Many of those bills would not have achieved their goals because their loose use of terms like "cloning", "somatic cell," or "diploid" left loopholes that could be exploited. Some used definitions that made no sense at all. Several bills would have banned "the replication of a human individual by cultivating a cell with genetic material through the egg, embryo, fetal and newborn stages into a new human individual." Unless the term "replication," itself undefined and ambiguous, has special meaning, this definition seems to describe the age-old method of human reproduction. A bill introduced in Florida would have banned human cloning, defined as "creating a new individual by using the complete nuclear genetic material of an existing human being to create a second genetic duplicate of that human being." Presumably the first duplicate would have been permitted. Even the California legislation, which, in my professional view, has the best definition of human reproductive cloning, could be read to exclude some advanced reproductive technologies that involve transfer of a nucleus into an egg but do not involve human cloning - the resulting egg would later be fertilized with sperm.
Although the Congress is likely to avoid making some of these mistakes, it cannot avoid the unpredictability of the future course of this science. Any legislation passed, therefore, should define human reproductive cloning broadly - probably as the intentional creation of a fetus or child that is substantially genetically identical to a previously existing human - and delegate the power to define the subject matter more precisely to an administrative agency.
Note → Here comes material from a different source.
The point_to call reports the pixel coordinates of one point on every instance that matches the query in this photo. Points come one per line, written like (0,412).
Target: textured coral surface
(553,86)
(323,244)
The explosion of our knowledge about biology confronts us all - as legislators, as citizens, as moral actors - with new challenges. It holds the promise of unprecedented reductions in human suffering; it also holds the threat of unprecedented changes . . . and dangers . . . to our humanity. The combination of a science that is both unclear and rapidly changing with a host of moral questions of great depth makes perfect solutions impossible. We cannot know what is right; we can only act, humbly, in ways that, after due consideration, seem right based on what we now know. The various dangers of human reproductive cloning, as we now understand them, demand that it be banned. The various promises of human non-reproductive cloning, with the benefits they now seem likely to offer, compel its continuation but with appropriate new regulation. This mixed verdict is not the perfect solution to the challenge of human cloning; it is merely the best solution we fallible humans can come up with today. As such, Congress should enact it into federal law through adopting Senate Bill 1758.
It has been an honor, and a pleasure, to appear before you. Thank you for the opportunity to discuss these fascinating and compelling issues.